The write protection scheme does require encoding of data to set the USB flash drive into the state of being read-only. This is where some level of encryption is applied to the USB product.
A USB write protection product is another category of encrypted flash drive you will not find on Amazon.
A USB CD-ROM drive is very similar to a USB write protected flash drive. As with all previous examples, the USB CD-ROM flash drive uses a specific type of encoding to the data to create a flash drive which appears as a CD-ROM when connected to a computer.
From the older “optical days” we know by definition a CD-ROM is read-only, or write protected. This solution uses ISO image files, just like CD and DVD burners to write data to the USB flash drive. The resultant drive is a USB device which appears as a CD-ROM when connected to a Mac or Windows or Linux computer.
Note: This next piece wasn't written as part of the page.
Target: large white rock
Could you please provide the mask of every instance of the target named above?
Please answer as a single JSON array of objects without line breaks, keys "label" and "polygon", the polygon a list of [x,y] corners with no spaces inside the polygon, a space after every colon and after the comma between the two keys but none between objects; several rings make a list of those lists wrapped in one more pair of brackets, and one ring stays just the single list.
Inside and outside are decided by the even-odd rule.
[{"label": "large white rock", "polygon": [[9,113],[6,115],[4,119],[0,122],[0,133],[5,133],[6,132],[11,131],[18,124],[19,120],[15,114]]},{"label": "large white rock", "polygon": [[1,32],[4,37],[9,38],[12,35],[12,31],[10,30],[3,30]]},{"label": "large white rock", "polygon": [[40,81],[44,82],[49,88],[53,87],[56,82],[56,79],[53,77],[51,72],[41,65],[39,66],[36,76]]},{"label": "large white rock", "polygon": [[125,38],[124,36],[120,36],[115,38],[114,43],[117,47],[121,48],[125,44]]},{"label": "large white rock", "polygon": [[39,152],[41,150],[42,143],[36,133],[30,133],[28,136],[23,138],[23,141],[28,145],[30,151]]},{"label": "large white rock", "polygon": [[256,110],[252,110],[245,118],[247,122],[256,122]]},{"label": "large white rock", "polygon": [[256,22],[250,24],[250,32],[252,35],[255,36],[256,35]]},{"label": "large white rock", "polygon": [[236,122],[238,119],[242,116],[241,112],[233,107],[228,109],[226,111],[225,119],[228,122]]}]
Then encoding of information is done at the hardware level of the chip inside the USB flash drive. This chip setting reconfigures the drive to appear as an optical drive. When a customer first receives the flash drive, the USB drive is actually a blank CD-ROM. Once the ISO file is written to the drive, then data will appear, just like that of a CD or DVD.
The USB CD-ROM is valuable because the CD-ROM configuration will take advantage of the Windows auto-run functionality. Meaning, when the USB CD-ROM is connected to a PC, when the user clicks on the flash drive letter in Windows Explorer the auto-run functions will immediately begin. This is a valuable step for software companies who depend on automated installation of their software.
A USB CD-ROM flash drive is another category of encrypted flash drive you will not find on Amazon.
As one can see, there are many different “forms” of encryption and how that encryption technology can apply to USB flash drives. This article also points out that Amazon does not carry and offer every type of flash drive which is useful to so many companies and organizations.